In recent months, cybersecurity for large enterprises and their customers has become a pressing concern. Data from Group-IB indicates multiple ransomware-like incidents and data dumps since late February 2022, with notable cases including a data map release from Yandex Food customers and subsequent disclosures affecting Gemotest, SDEK, Wildberries, and others. These events highlight the fragility of digital ecosystems where customer information is at risk and the need for robust protection measures across industries.
The Russian Ministry of Digital Development has signaled that breaches could become common across tens of thousands of organizations. A ministry spokesperson noted that penalties for mishandling personal data may be introduced earlier in the year. A draft law has already been prepared to impose fines amounting to as much as 1 percent of a company’s turnover for personal data leaks, reflecting a shift toward stronger accountability in the data privacy landscape.
Not only do companies need to be penalized
Alexander Zhuravlev, head of the commission on legal support for the digital economy at the Moscow branch of the Russian Bar Association, argues that data-leak responsibility must be defined within the legal framework. He explains that in a breach there can be two liable parties: the organization whose data was compromised and the individuals or external actors who facilitated the theft. A fine for the affected company alone will not deter future breaches, and accountability should apply to both action and inaction, with penalties calibrated to the circumstances involved.
Statistics show that in 2020 about 60 percent of data leaks stemmed from deliberate acts, while roughly 40 percent arose from carelessness or naivety. Today, perpetrators can be prosecuted under Article 137 of the Russian Criminal Code for stealing information. While that statute has rarely targeted the organizers of large personal data leaks, it is increasingly used to pursue cases involving the posting of private photos and personal correspondence on social networks.
Security measures and restricted access to consumer data can prevent some malicious actions. Yet Zhuravlev notes that the rising volume of breaches suggests no company is immune. Small and medium-sized enterprises are particularly vulnerable, often lacking formal data-security procedures or a mature information-security architecture. In the current climate, all firms should strengthen processes and security systems to reduce risk.
When a company collects and stores excessive customer data, profits should be reinvested into stronger security. If a company cannot establish an adequate level of protection, it should limit the amount of data it retains, according to Zhuravlev.
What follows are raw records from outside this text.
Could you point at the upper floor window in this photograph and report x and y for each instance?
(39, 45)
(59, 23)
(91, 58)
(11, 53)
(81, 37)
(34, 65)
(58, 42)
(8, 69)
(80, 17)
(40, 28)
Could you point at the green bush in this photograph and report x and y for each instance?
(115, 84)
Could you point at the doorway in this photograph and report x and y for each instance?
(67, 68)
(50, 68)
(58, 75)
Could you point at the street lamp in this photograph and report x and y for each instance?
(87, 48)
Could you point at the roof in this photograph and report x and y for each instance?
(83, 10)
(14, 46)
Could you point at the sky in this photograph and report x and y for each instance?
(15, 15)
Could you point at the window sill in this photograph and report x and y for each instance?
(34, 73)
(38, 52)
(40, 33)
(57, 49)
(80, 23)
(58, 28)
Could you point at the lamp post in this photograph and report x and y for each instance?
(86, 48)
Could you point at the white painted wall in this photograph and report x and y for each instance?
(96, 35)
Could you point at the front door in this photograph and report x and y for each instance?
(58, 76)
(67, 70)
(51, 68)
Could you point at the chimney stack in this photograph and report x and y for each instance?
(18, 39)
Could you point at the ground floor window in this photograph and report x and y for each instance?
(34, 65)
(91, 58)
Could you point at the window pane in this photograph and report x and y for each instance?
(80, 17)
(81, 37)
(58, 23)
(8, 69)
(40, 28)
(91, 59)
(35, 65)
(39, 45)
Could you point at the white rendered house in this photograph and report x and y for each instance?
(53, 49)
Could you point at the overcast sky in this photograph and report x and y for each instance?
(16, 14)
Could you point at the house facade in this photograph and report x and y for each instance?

Penalties must take into account the circumstances of the leak
Both companies and attackers should be held accountable. Yet an abrupt rise in fines could shift incentives toward quick remediation rather than transparent incident reporting and effective remediation. Liability rules for businesses should be paired with practical conditions that support responsible behavior.
The ministry has already explored such frameworks. For instance, Vladimir Bengin, who leads the cybersecurity department, suggested a separate penalty for failing to report a breach. Zhuravlev cautions that a single standard is needed to guide action during leaks, outlining measures to minimize harm to citizens. He points to examples from the field where organizations notified users promptly and used clear channels to communicate the breach. Yandex Food and GeekBrains issued notices in spring, and Gemotest posted notices on its website. These efforts demonstrate what proactive communication can look like, but a unified standard would ensure consistent responses across all firms. In parallel, efforts to monitor public resources and the dark web for compromised user databases continue, with companies expected to take steps to remove or block such data where possible.
Under a unified standard of action, it would become possible to define responsibility more clearly. If a company notifies users quickly, implements robust security measures, develops a thorough threat model, eliminates breach causes, and minimizes consequences, penalties should be modest. Conversely, concealment or denial signals malicious intent, and penalties should rise significantly if the breach could have been prevented by basic architectural protections and proper data management practices. The case for endorsement penalties, the policy framework, and the enforcement approach are widely viewed as necessary to maintain discipline and transparency in data handling. A well-conceived bill may balance accountability with practical steps to protect citizens, driven by a clear map of required actions in the event of a leak. By focusing on timely notification, risk mitigation, and user protections, authorities seek to create a more trustworthy data environment for individuals and businesses alike.